Look 9: Wrap skirt in black box calfskin with a beaded edge, paired with a black cashmere knit top and a python necklace rendered in absinthe-colored crystals. Here we’ve embroidered bugle beads onto the edge of the skin to highlight its natural contours.
Chapter 2: Night
Now the woman has moved into night. But her interpretation of night is both figuratively and literally dark, an unlikely marriage of Deco and twisted Surrealism; Brutalism and glamour. I wanted these looks to feel almost “anti-design.”
Chapter 3: Dreamtime
After day, after night, a third time of our life begins. Dreamtime is not day, not night; not practical, not romantic; not logical, not replicable. It is where we go when our mind wanders, when we forget the rules of how we’re supposed to live, think, create, and
see. In this time, we surrender to the intuitive, to the emotional.

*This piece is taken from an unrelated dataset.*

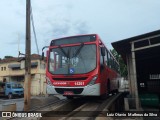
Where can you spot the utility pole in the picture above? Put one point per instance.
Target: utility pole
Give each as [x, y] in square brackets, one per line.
[27, 85]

This chapter is a tribute to the sheer fantasy—of expression, of imagination—of fashion, and to the heights of joyfulness and exuberance it can reach. Artistically, it’s a time in which self-consciousness and self-awareness fall away, in which I can create simply for the pleasure of creating. But the clothes also speak to the pure, unselfconscious pleasure of wearing fashion, of dress-up, of adornment. The result—a delirious marriage of color and jewels—is also an homage to the special intimacy that exists between designer and wearer, and how together, they can both share in the same unlikely dream.